MICRO'21 | NVBit: A Dynamic Binary Instrumentation Framework for NVIDIA GPUs

2023-04-14 634 words 3 minutes

Contents

Introduction

Definition

Code instrumentation refers to methods and techniques that add extra code to a computer program to collect, log, and monitor information about program execution.

Applications

For software profiling, optimization, testing, error detection, memory leak detection, and virtualization.

Static instrumentation3

Characteristics

Add extra code to the source code at compile time
Range from simple manual coding techniques to automated compiler or assembler-based instrumentation code editing
Requires full access to the source code and its build environment as the system needs to be recompiled
Executing the augmented system dumps report data

Limitations

Increases both source code size and size of application binaries
Cannot instrument external libraries, modules, and subsystems that are linked to the application

Dynamic Code Insertion / Instrumentation

Characteristics

Enables injecting customized analysis routines into arbitrary locations within a system binary to record a wide variety of performance data. Alterations can be inserted while the system is running.
Instrumentation alterations can be focused on relevant parts or execution time frames so that highly accurate and focused statistics can be gathered.
Increases the breadth of behavior information - library functions

Limitations

Increases execution time of the instrumented applications, which may cause different system behavior
A “random” insertion of code into a binary can affect the flow of instructions through a processor pipeline, thus modifying the performance characteristics of the application
Analysis and instrumentation routines created with one tool are often incompatible with all others

NVBit

GPU architectures currently only have limited support for similar capabilities through static compile-time tools
This work presents NVBit, a fast, dynamic, and portable binary instrumentation framework

Design

User-level API

Callback API: triggered at particular events.
Inspection API:
- functions used to retrieve instructions and related CUfunctions.
- Class Instr used to abstract machine level SASS instruction.
Instrumentation API: function injection and arguments passing.
Control API: enable/disable running of the instrumented function and reset instrumentation.
Device API: read or write any register from injected functions.

Core Components

Driver Interposer
Tool Functions Loader
- Responsible for loading all the device functions within the dynamic library of the NVBit tool itself
Hardware Abstraction Layer (HAL)
- Handle different HW family version
Instruction Lifter
- Disassemble
Code Loader/Unloader
- At run-time, the user can decide to enable or disable instrumentation for a particular CUfunction.
Code Generator
- shown in the below figure

Evaluation

JIT-Compilation Overhead

Six parts of JIT-compilation overhead:

retrieving the original GPU code
disassembling the GPU program
converting the binary into the format presented to the developer via the NVBit API
executing the user code to inject instrumentation functions and arguments
running the Code Generator to produce the final instrumented code
swapping the original code with the instrumented code.
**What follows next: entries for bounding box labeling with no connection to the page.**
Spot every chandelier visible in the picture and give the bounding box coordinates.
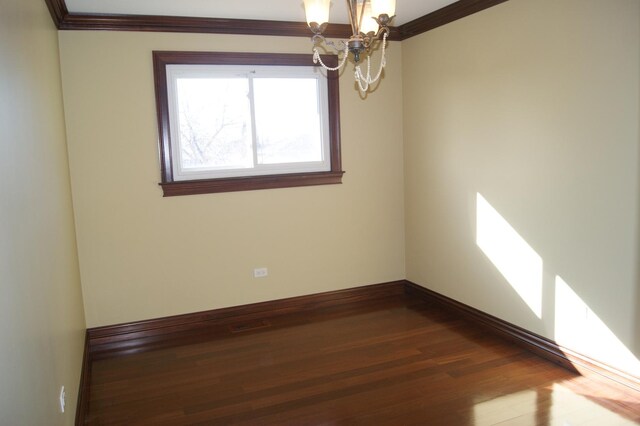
[304,0,396,93]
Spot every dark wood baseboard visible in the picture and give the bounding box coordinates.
[76,280,640,425]
[75,332,91,426]
[87,281,404,359]
[405,281,640,392]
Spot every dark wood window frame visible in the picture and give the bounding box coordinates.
[153,51,344,197]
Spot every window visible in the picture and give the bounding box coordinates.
[153,52,344,196]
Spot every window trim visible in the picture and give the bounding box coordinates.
[153,51,344,197]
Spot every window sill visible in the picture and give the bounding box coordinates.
[159,171,344,197]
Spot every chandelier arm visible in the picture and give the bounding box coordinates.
[313,45,349,71]
[355,33,387,93]
[345,0,359,35]
[356,0,367,33]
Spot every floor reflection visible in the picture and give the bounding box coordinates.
[473,378,640,426]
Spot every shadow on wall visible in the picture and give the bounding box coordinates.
[476,193,640,377]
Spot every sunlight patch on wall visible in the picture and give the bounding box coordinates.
[555,276,640,377]
[476,193,542,318]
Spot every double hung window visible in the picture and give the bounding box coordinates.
[154,52,343,196]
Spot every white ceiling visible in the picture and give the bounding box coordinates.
[66,0,456,26]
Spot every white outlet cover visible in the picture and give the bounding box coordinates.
[253,268,269,278]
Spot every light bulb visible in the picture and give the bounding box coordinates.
[371,0,396,18]
[304,0,330,25]
[358,1,378,34]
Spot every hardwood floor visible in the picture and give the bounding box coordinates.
[86,295,640,426]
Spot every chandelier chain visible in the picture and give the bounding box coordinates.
[313,44,349,71]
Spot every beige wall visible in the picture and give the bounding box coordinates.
[0,0,84,426]
[402,0,640,376]
[59,32,404,327]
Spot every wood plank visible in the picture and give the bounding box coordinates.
[85,291,640,425]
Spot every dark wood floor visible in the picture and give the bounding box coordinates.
[87,296,640,426]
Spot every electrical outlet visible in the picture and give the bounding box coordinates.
[59,386,67,413]
[253,268,269,278]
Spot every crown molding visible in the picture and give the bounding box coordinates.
[44,0,507,41]
[397,0,508,40]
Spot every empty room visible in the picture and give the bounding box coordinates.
[0,0,640,426]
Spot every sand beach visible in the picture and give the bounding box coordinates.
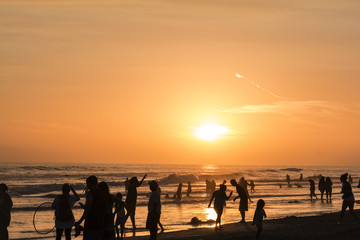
[134,210,360,240]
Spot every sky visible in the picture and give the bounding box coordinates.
[0,0,360,166]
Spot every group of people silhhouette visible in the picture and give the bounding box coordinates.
[0,173,360,240]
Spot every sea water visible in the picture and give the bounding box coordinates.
[0,163,360,239]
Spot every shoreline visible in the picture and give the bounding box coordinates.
[133,209,360,240]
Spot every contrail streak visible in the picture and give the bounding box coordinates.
[235,73,290,100]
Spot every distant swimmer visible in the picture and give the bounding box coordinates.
[309,179,318,201]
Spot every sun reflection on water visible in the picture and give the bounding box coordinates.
[201,164,217,173]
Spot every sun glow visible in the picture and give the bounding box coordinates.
[194,123,230,142]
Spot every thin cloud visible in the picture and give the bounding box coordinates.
[216,101,358,115]
[235,73,290,100]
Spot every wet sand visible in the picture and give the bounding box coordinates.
[133,210,360,240]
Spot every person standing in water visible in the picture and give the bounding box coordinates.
[125,174,147,231]
[208,184,232,228]
[252,199,266,238]
[51,183,80,240]
[230,179,248,222]
[0,183,13,240]
[338,173,359,224]
[325,177,332,202]
[309,179,318,201]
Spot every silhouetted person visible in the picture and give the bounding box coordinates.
[124,178,130,192]
[249,180,255,192]
[205,179,211,193]
[252,199,266,238]
[210,180,216,194]
[115,193,125,239]
[309,179,318,201]
[157,186,165,232]
[325,177,332,202]
[176,183,182,202]
[239,177,252,202]
[230,179,248,222]
[146,181,161,240]
[125,174,147,230]
[318,176,326,201]
[0,183,13,240]
[339,173,359,224]
[208,184,232,228]
[186,182,192,197]
[75,175,105,240]
[99,182,116,240]
[51,183,80,240]
[286,174,291,187]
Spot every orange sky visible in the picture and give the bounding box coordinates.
[0,0,360,166]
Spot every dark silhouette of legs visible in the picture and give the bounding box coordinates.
[256,225,262,239]
[240,210,245,222]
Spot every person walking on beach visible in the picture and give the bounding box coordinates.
[115,193,125,239]
[249,180,255,193]
[176,183,182,202]
[239,177,252,202]
[186,182,192,197]
[99,182,116,240]
[318,176,326,201]
[286,174,291,187]
[309,179,318,201]
[208,184,232,228]
[252,199,266,238]
[325,177,332,202]
[338,173,359,224]
[146,181,161,240]
[230,179,248,223]
[125,174,147,231]
[75,175,105,240]
[0,183,13,240]
[124,178,130,192]
[51,183,80,240]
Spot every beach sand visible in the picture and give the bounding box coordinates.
[133,210,360,240]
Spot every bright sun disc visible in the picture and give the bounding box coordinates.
[194,123,229,142]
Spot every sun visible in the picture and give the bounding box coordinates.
[194,123,230,142]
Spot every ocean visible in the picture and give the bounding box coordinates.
[0,163,360,239]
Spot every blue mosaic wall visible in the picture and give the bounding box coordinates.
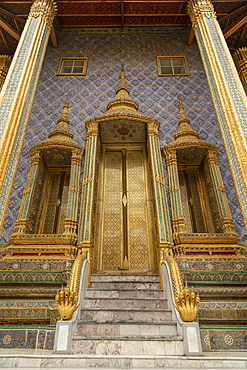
[0,31,247,241]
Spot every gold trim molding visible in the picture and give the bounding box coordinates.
[188,0,217,29]
[29,0,57,30]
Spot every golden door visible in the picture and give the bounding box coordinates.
[96,148,154,271]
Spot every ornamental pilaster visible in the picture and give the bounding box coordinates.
[14,151,41,234]
[78,122,98,249]
[164,150,186,232]
[0,0,56,234]
[64,149,83,236]
[207,151,236,233]
[147,123,173,251]
[188,0,247,228]
[0,55,11,91]
[233,47,247,94]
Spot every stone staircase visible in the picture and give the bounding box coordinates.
[72,274,184,356]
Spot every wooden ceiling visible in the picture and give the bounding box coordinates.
[0,0,247,55]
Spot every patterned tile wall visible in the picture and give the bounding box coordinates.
[3,31,247,241]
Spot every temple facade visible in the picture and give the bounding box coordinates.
[0,0,247,355]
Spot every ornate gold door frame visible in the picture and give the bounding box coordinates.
[39,169,70,234]
[95,144,155,271]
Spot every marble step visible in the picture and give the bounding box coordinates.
[90,280,160,290]
[80,308,172,322]
[90,274,160,283]
[0,348,247,370]
[84,297,167,309]
[87,288,164,299]
[76,321,177,338]
[72,336,184,356]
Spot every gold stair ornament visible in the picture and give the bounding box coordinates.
[56,253,87,320]
[175,287,200,321]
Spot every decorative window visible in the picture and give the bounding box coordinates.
[157,56,189,76]
[57,58,88,76]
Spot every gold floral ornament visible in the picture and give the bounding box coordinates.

While the components (1), (2), (3) and (6) depend on the characteristics of the application, the components (4) and (5) depend on how much of the application is being instrumented.

The authors used OpenACC SpeccAccel benchmarks, and injected count instructions instrumentation function. The overhead shown in Figure 5 is acceptable. More discussions can be found in the paper. In fact, most of the overhead comes from the body of the instrumentation. The details can be found in the next subsection.

Reduce Overhead by Sampling

Observation: Some kernels repeat many times in some applications (e.g. some matrix multiplication in DL).

Sample: Launch the instrumented version only once for each set of unique grid dimension values.

Instrumentation function: performs an analysis of all the instructions executed to construct a histogram of the Top-5 instructions.

Using sampling techniques get high efficiency with low error. The error comes from the dynamic path of code execution (i.e. branch and loop depend on input data).

Dynamic is necessary

Instrumentation function: Address divergence analysis

In the figure, Green ≈ Dynamic instrumentation and Orange ≈ Static instrumentation.

In some scenarios, static instrumentation is inaccurate.